Primary Outcome Measures:
- Scores on the practice of safe sex with steady partners at a six-months follow-up
Secondary Outcome Measures:
- Scores on response efficacy, intentions and perceived behavioral control regarding the practice of safe sex with steady partners directly after the administration of the intervention
Relationships are a high-risk setting for HIV-infection. This trial aimed at testing the efficacy of an online theory-based tailored intervention for preparing single MSM to practice safe sex with future steady partners—labeling it the ‘cognitive vaccine approach’.
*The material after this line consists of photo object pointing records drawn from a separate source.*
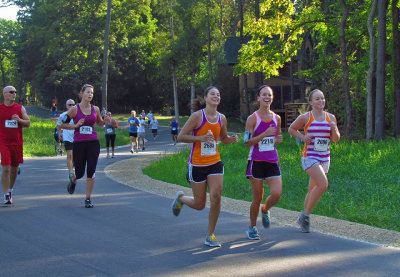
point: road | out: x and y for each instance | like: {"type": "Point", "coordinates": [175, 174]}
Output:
{"type": "Point", "coordinates": [47, 232]}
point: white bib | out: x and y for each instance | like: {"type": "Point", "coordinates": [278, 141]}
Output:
{"type": "Point", "coordinates": [208, 149]}
{"type": "Point", "coordinates": [266, 144]}
{"type": "Point", "coordinates": [321, 144]}
{"type": "Point", "coordinates": [11, 124]}
{"type": "Point", "coordinates": [109, 130]}
{"type": "Point", "coordinates": [85, 130]}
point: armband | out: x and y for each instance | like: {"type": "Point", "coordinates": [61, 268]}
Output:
{"type": "Point", "coordinates": [246, 136]}
{"type": "Point", "coordinates": [66, 119]}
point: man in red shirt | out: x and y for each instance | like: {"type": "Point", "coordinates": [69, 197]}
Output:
{"type": "Point", "coordinates": [13, 118]}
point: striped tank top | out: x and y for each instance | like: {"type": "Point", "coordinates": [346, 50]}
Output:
{"type": "Point", "coordinates": [86, 131]}
{"type": "Point", "coordinates": [204, 153]}
{"type": "Point", "coordinates": [265, 149]}
{"type": "Point", "coordinates": [320, 132]}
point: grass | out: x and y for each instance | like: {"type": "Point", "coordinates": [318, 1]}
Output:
{"type": "Point", "coordinates": [364, 179]}
{"type": "Point", "coordinates": [39, 137]}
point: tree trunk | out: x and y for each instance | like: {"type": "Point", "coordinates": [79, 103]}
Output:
{"type": "Point", "coordinates": [370, 74]}
{"type": "Point", "coordinates": [209, 47]}
{"type": "Point", "coordinates": [380, 71]}
{"type": "Point", "coordinates": [105, 56]}
{"type": "Point", "coordinates": [174, 81]}
{"type": "Point", "coordinates": [192, 92]}
{"type": "Point", "coordinates": [246, 90]}
{"type": "Point", "coordinates": [345, 68]}
{"type": "Point", "coordinates": [396, 66]}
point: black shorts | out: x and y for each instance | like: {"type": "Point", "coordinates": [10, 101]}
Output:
{"type": "Point", "coordinates": [68, 145]}
{"type": "Point", "coordinates": [262, 170]}
{"type": "Point", "coordinates": [199, 174]}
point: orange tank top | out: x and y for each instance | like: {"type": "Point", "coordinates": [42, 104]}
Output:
{"type": "Point", "coordinates": [204, 153]}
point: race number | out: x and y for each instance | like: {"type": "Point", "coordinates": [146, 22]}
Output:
{"type": "Point", "coordinates": [266, 144]}
{"type": "Point", "coordinates": [208, 148]}
{"type": "Point", "coordinates": [321, 144]}
{"type": "Point", "coordinates": [11, 124]}
{"type": "Point", "coordinates": [85, 130]}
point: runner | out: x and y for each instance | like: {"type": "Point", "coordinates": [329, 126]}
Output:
{"type": "Point", "coordinates": [133, 124]}
{"type": "Point", "coordinates": [86, 148]}
{"type": "Point", "coordinates": [68, 139]}
{"type": "Point", "coordinates": [142, 130]}
{"type": "Point", "coordinates": [13, 118]}
{"type": "Point", "coordinates": [174, 127]}
{"type": "Point", "coordinates": [110, 132]}
{"type": "Point", "coordinates": [205, 168]}
{"type": "Point", "coordinates": [263, 130]}
{"type": "Point", "coordinates": [154, 127]}
{"type": "Point", "coordinates": [319, 127]}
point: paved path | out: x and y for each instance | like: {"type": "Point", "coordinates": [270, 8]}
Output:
{"type": "Point", "coordinates": [47, 232]}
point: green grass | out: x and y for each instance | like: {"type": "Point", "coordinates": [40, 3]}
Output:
{"type": "Point", "coordinates": [364, 179]}
{"type": "Point", "coordinates": [39, 137]}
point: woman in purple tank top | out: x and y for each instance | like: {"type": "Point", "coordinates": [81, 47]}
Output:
{"type": "Point", "coordinates": [86, 148]}
{"type": "Point", "coordinates": [264, 131]}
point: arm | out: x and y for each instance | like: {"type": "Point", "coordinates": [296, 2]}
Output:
{"type": "Point", "coordinates": [335, 135]}
{"type": "Point", "coordinates": [24, 121]}
{"type": "Point", "coordinates": [298, 124]}
{"type": "Point", "coordinates": [193, 122]}
{"type": "Point", "coordinates": [223, 135]}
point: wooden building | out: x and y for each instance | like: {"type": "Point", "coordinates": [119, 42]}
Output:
{"type": "Point", "coordinates": [289, 90]}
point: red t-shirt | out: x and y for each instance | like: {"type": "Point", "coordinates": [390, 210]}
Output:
{"type": "Point", "coordinates": [10, 130]}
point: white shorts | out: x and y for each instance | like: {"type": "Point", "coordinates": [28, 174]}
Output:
{"type": "Point", "coordinates": [310, 162]}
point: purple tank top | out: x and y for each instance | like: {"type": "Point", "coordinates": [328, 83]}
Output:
{"type": "Point", "coordinates": [86, 131]}
{"type": "Point", "coordinates": [264, 150]}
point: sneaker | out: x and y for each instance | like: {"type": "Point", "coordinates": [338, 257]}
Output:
{"type": "Point", "coordinates": [71, 186]}
{"type": "Point", "coordinates": [253, 234]}
{"type": "Point", "coordinates": [88, 203]}
{"type": "Point", "coordinates": [212, 241]}
{"type": "Point", "coordinates": [265, 218]}
{"type": "Point", "coordinates": [176, 204]}
{"type": "Point", "coordinates": [7, 199]}
{"type": "Point", "coordinates": [304, 222]}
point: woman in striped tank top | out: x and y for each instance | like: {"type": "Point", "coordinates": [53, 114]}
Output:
{"type": "Point", "coordinates": [205, 168]}
{"type": "Point", "coordinates": [320, 128]}
{"type": "Point", "coordinates": [264, 128]}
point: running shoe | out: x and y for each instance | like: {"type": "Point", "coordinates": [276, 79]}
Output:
{"type": "Point", "coordinates": [176, 204]}
{"type": "Point", "coordinates": [253, 234]}
{"type": "Point", "coordinates": [304, 222]}
{"type": "Point", "coordinates": [212, 241]}
{"type": "Point", "coordinates": [88, 203]}
{"type": "Point", "coordinates": [71, 186]}
{"type": "Point", "coordinates": [7, 199]}
{"type": "Point", "coordinates": [266, 219]}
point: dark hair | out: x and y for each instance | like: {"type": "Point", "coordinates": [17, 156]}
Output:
{"type": "Point", "coordinates": [264, 86]}
{"type": "Point", "coordinates": [198, 102]}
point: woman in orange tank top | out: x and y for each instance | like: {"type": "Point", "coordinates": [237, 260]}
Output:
{"type": "Point", "coordinates": [205, 168]}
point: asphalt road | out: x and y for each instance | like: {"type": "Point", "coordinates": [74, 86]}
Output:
{"type": "Point", "coordinates": [47, 232]}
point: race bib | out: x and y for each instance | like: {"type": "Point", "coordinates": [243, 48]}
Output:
{"type": "Point", "coordinates": [85, 130]}
{"type": "Point", "coordinates": [11, 124]}
{"type": "Point", "coordinates": [266, 144]}
{"type": "Point", "coordinates": [321, 144]}
{"type": "Point", "coordinates": [208, 149]}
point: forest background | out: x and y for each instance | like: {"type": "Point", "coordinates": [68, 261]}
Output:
{"type": "Point", "coordinates": [159, 54]}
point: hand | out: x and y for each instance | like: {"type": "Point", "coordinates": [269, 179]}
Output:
{"type": "Point", "coordinates": [269, 132]}
{"type": "Point", "coordinates": [307, 139]}
{"type": "Point", "coordinates": [80, 123]}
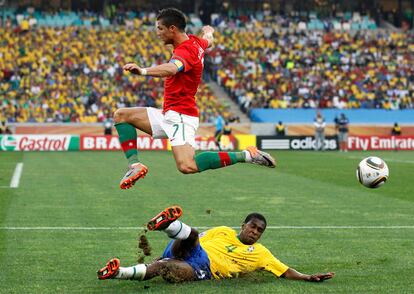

The target was the promotion of negotiated safety (NS): steady partners testing for HIV and reaching agreements to either be monogamous or to only have safe sex outside the relationship in order to have safe unprotected anal intercourse with each other. The intervention content was based on the information, motivation, behavioral-skills model and the intervention was tailored according to knowledge, motivation, and skill-related deficiencies of each participant. Condom use was promoted as the default alternative for NS. Using an online randomized controlled trial we examined the effects of a tailored versus non-tailored version of the intervention. The cognitive effect (i.e. response efficacy, intentions, and perceived behavioral control (PBC) was measured directly after the intervention and, after 6-months, the behavioral effect (i.e. NS and condom use) via e-mail follow-up.